In recent years, hungry people in Orleans County have found a growing number of excuses to head for Medina. There they can find classy little cafés and Mexican enchiladas, Irish Guinness stew and hipster basics like avocado toast with a poached egg. There’s even more coming, with a chic restaurant planned to anchor the restored Bent’s Opera House. Because of pandemic uncertainty, like so many other plans, it’s on hold.
Covid-19 didn’t stop Zambistro, though. Anchoring the Main Street strip since 2005, Michael Zambito’s place finished construction on a balcony patio and expanded first-floor dining space. All that extra room comes in handy in a time of social distancing.

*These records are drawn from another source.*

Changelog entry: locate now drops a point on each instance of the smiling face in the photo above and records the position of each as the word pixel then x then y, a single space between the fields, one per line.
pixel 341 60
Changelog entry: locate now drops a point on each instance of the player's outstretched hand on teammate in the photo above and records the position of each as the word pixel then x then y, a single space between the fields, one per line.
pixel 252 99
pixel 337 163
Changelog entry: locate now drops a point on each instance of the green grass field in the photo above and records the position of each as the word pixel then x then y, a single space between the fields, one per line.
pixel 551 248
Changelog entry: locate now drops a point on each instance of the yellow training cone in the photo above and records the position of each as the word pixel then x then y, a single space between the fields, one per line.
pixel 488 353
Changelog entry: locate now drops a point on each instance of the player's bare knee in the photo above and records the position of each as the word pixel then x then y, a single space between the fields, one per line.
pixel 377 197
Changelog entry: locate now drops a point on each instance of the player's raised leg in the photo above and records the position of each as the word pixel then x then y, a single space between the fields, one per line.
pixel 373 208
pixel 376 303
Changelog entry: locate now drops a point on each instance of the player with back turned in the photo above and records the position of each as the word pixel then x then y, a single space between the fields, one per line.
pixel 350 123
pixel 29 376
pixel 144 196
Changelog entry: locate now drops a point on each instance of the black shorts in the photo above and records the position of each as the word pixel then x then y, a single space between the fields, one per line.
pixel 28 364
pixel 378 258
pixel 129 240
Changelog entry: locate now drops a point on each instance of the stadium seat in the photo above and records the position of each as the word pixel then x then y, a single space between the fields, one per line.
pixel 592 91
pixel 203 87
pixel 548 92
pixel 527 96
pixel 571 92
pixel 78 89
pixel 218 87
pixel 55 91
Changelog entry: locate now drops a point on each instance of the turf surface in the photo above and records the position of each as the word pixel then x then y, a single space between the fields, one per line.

Folks who happen across Zambistro on the way back from picking apples at LynOaken Farms can be forgiven a double-take at the menu. Parisian bistro? Uptown pasta house? It’s not easy to pigeonhole, unless you just call it the finest restaurant in Orleans County.
There’s white paper over tablecloths to set the stage for a display of culinary creativity, along with the usual burgers and pasta with meatballs.
Foie gras was on the menu – as a little pitcher of gravy the diner pours over first-class, housemade french fries, pointed up with scallion and tender diced duck niblets. Bound by melted white cheddar curds that stretched like taffy, Zambito’s duck fries ($15) were an exuberant upgrade of standard poutine. If duty did not compel me to sample sparingly, my meal would have ended there.
The first tuna package I saw was at Toro, the Elmwood tapas bar. But here it was in Medina ($15), allowing us to enjoy an ingot of tuna rolled in bread crumbs, seared and sauced. Sour, saucy Bing cherries and spicy mayonnaise provided a diverting context for the mostly rare fish to disappear.
Fried olives ($9) are a crispy, briny treat for olive lovers, a classy little nibble with a glass of wine. Or a martini, if that’s the way you swing.
A warm, grapefruit-sized loaf of bread arrived with two butters, standard and birthday cake. You read that right. Birthday cake butter, like a cake mix beaten into butterfat. Don’t make that face when you know you would spread buttercream frosting on bread if no one was looking. And I’d be lying if I said that birthday cake butter was left behind for our server to clear.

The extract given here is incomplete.